Os países ricos podem estar diante de um aumento sustentado do desemprego de longo prazo, alertou o relatório anual Perspectivas de Emprego, divulgado ontem pela OCDE. Isso ocorre porque os trabalhadores pouco qualificados, que tinham maior probabilidade de perder o emprego no início da pandemia, estão mal equipados para ingressar nos setores onde as contratações estão mais fortes.
Além disso, segundo o relatório, as empresas tendem a recontratar funcionários que ainda são beneficiados por de esquemas de auxílio de curto prazo antes de abrirem novos empregos em grande escala, o que cria o risco de surgimento de um fosso entre aqueles que continuaram a trabalhar e aqueles que perderam empregos e renda. Dos 22 milhões que continuam sem trabalho nos países da OCDE, 8 milhões estão desempregados e 14 milhões são classificados como economicamente inativos.
“Uma disparidade crescente pode se desenvolver entre aqueles que enfrentaram a crise com redução da jornada e curtos períodos de dispensa temporária e aqueles que se viram sem um emprego – cada vez mais distantes da força de trabalho, com seus direitos a benefícios a se esgotar e sob o risco de sofrerem cicatrizes de longo prazo”, avaliou a OCDE.
No fim de 2020, o número de pessoas desempregados há mais de seis meses era 60% superior ao dos níveis anteriores à pandemia nos países-membros da OCDE.
“No início da crise, os trabalhadores pouco qualificados tinham maior probabilidade de perder seus empregos.
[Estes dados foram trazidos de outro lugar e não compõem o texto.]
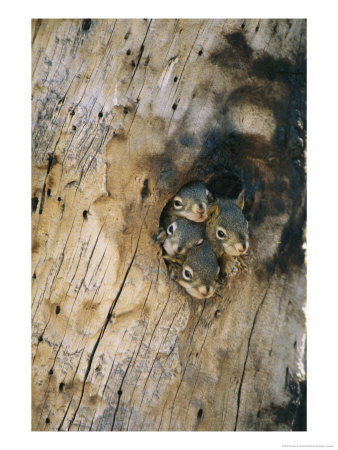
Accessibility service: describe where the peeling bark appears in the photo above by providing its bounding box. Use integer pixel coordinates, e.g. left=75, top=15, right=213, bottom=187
left=32, top=19, right=306, bottom=431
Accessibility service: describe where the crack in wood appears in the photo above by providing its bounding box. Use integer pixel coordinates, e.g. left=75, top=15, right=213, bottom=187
left=68, top=206, right=149, bottom=430
left=111, top=350, right=135, bottom=431
left=234, top=279, right=271, bottom=431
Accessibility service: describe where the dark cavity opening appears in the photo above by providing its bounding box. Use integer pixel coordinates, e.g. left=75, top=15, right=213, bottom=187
left=82, top=19, right=92, bottom=31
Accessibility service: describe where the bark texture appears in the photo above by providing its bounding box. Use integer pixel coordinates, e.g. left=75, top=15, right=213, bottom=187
left=32, top=19, right=306, bottom=431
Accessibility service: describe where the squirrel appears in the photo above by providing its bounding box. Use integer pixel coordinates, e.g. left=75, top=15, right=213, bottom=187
left=163, top=217, right=204, bottom=256
left=163, top=181, right=215, bottom=226
left=163, top=241, right=220, bottom=299
left=205, top=190, right=249, bottom=275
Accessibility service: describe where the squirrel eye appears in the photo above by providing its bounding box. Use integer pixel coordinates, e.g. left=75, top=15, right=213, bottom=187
left=183, top=269, right=192, bottom=280
left=216, top=230, right=226, bottom=239
left=167, top=222, right=177, bottom=235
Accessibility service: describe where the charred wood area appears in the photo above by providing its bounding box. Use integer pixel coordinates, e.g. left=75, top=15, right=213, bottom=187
left=32, top=19, right=306, bottom=431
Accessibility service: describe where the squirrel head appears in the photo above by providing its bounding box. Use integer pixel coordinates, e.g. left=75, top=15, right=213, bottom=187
left=163, top=218, right=203, bottom=256
left=206, top=191, right=249, bottom=256
left=170, top=181, right=215, bottom=222
left=164, top=241, right=220, bottom=299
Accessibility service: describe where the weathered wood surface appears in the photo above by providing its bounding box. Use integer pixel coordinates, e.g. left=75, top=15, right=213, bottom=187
left=32, top=19, right=306, bottom=431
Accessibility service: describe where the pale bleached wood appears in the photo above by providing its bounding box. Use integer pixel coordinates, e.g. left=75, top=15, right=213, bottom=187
left=32, top=19, right=306, bottom=431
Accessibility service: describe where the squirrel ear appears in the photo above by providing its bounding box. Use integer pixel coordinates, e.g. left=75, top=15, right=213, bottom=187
left=235, top=189, right=245, bottom=209
left=163, top=255, right=184, bottom=266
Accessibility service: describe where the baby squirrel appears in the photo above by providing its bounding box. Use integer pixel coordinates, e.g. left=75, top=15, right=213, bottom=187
left=163, top=217, right=203, bottom=256
left=163, top=181, right=215, bottom=223
left=206, top=190, right=249, bottom=275
left=164, top=241, right=220, bottom=299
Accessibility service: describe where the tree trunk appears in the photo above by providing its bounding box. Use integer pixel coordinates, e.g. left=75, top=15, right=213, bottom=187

Os trabalhadores altamente qualificados tinham mais chances de ter a jornada reduzida”, disse Stefano Scarpetta, diretor de Emprego, Trabalho e Assuntos Sociais da OCDE.
Segundo a organização, muitos dos postos de trabalhos mais afetados pela pandemia já corriam o risco de serem substituídos pela automação antes da crise e agora podem desaparecer. O relatório constatou grandes quedas nas ofertas de empregos para secretárias na Austrália, para digitadores de dados no Canadá, e para agentes de viagens, digitadores e datilógrafos nos EUA. O documento apontou ainda uma demanda crescente por profissionais das áreas de serviços de saúde e energia verde nas economias ricas.